The Pedigree Database - Home of the pedigree enthusiast

You may get some hits there


----------



## Xeph

Fran Jo still produces dogs. But they are American, not WGSL.

Shepherdmom, you are way too sensitive. There are plenty of people here that think my American dogs are ugly. Fine. I think they're gorgeous. There are people on this same board that own dogs that I do not find particularly attractive. Who cares? I don't own the dog, I don't have to like the way it looks, they do.

If they're happy with their dog, good on them. They got what they wanted.
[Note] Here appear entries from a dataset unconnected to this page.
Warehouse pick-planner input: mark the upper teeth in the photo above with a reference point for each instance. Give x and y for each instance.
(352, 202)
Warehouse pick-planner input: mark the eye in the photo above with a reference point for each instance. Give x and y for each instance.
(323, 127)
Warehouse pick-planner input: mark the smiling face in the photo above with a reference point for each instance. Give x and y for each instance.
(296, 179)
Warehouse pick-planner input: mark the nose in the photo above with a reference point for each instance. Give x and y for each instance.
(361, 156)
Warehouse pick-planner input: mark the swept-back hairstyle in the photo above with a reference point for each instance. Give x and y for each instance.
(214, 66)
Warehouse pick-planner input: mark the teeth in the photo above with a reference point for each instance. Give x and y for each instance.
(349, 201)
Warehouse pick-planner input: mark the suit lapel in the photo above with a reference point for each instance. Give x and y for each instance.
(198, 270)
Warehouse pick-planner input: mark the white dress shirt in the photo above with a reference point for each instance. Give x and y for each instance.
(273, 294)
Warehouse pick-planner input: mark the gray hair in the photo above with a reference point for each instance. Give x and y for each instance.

I might suggest that the OP check out Guter Mannes Hirt - Home - Guter Mannes Hirt


----------



## JeanKBBMMMAAN

Jackie - I don't know if the OP ever said WGSL - people hear black/red and think that, but ASL might be another option that they could look at. So that website is still up to date/contactable? Are there are ASL breeders that have dogs available?


----------



## GsdLoverr729

I got WGSL out of big-boned, black/red. I haven't seen an ASL who is both yet(though I might once my application goes through in the club). But there are a lot of ASL who have good pigment as well. Just not so deeply pigmented. Seeing as OP's old dog was ASL, they would likely also be a good option.
Xeph- Off topic, but I absolutely adore your dogs. :wub: I don't see how anybody could find them ugly.


----------



## onyx'girl

Maybe check out these two males: K9 Motivation Working Line German Shepherds dog training Lexington Kentucky - Dogs available


----------



## Xeph

> I don't see how anybody could find them ugly.


Many are American. That's enough for some, lol.



> I haven't seen an ASL who is both yet


I can promise you they exist. In fact, a friend of mine has a HUGE boned BEAUTIFUL male out of Ch Kysarah's Ashkin For Trouble "Talka". While not black and red, he is a very strongly pigmented black and tan with bone and a head TO DIE FOR.

Holy jeez, he is the kind of male I DREAM about, and his temperament is stellar!

I personally would not recommend Fran Jo myself, but that is me personally.

I might suggest hoping on the pedigree database as well, and looking at the classifieds. 

I know somebody who has a young male, gorgeous, black and red. But he is only a year old. They want $3k for him


----------



## GsdLoverr729

Xeph said:


> I can promise you they exist. In fact, a friend of mine has a HUGE boned BEAUTIFUL male out of Ch Kysarah's Ashkin For Trouble "Talka". While not black and red, he is a very strongly pigmented black and tan with bone and a head TO DIE FOR.
> 
> Holy jeez, he is the kind of male I DREAM about, and his temperament is stellar!


 Will Talka, by any chance, be at the show in March? The only one I've met so far with great pigment and nice, think bones was an ASL/WGSL cross. Granted, I told his owner I was going to take him home with me :wub:

OP- Conformation shows are also a nice place to meet breeders you like and see if they have available adults!


----------



## Xeph

> Will Talka, by any chance, be at the show in March?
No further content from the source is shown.